Napoléon dejaría unas dilatadas memorias -«El Memorial de Santa Elena»- donde, por ejemplo, señaló a la Guerra de la Independencia española como el origen de todas sus desgracias, pero donde se guardó de abordar aspectos íntimos o sus relaciones con la masonería o la Santa Sede. Con todo, la Edad de Oro de las memorias llegó con el siglo XX. Tanto Trotsky como Hitler escribieron memorias de clara intencionalidad política -«Mi vida» y «Mi lucha», respectivamente- en las que pretendían legitimar un cambio revolucionario- y extraordinariamente cruento- de la sociedad. De Gaulle siguió su ejemplo para justificar no sólo sus deseos de poder sino también su política antiamericana. Willy Brandt, por su parte, fue alterando sus memorias en distintas entregas de acuerdo con las conveniencias electorales. Parecía un tanto descarado aunque ni lejanamente llegó al nivel de un Santiago Carrillo que ni siquiera era consciente de la última mentira que había consignado por escrito y de la que se desdecía en textos posteriores.

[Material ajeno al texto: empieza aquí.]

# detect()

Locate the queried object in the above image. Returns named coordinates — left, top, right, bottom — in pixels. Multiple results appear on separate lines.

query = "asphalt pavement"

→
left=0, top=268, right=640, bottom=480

Las memorias de los políticos, por definición, no suelen ser veraces tanto por lo que mal cuentan como por lo que esconden. Es lógico. Henry Kissinger estuvo al borde de la enfermedad al conocer la detención de Pinochet ya que tenía temor lógico a ser el siguiente procesado. Sin embargo, en sus prolijas memorias, se preocupó de ocultar hasta el mínimo elemento incriminador y sus papeles, ya donados, no podrán ser publicados hasta cinco años después de su muerte. Con todo, no deberíamos negarles valor. En ellas - si, efectivamente, las ha inspirado el político- hay siempre mucho de valioso. Siquiera el poder descubrir la manera en que pretendían seguir haciendo política incluso tras retirarse.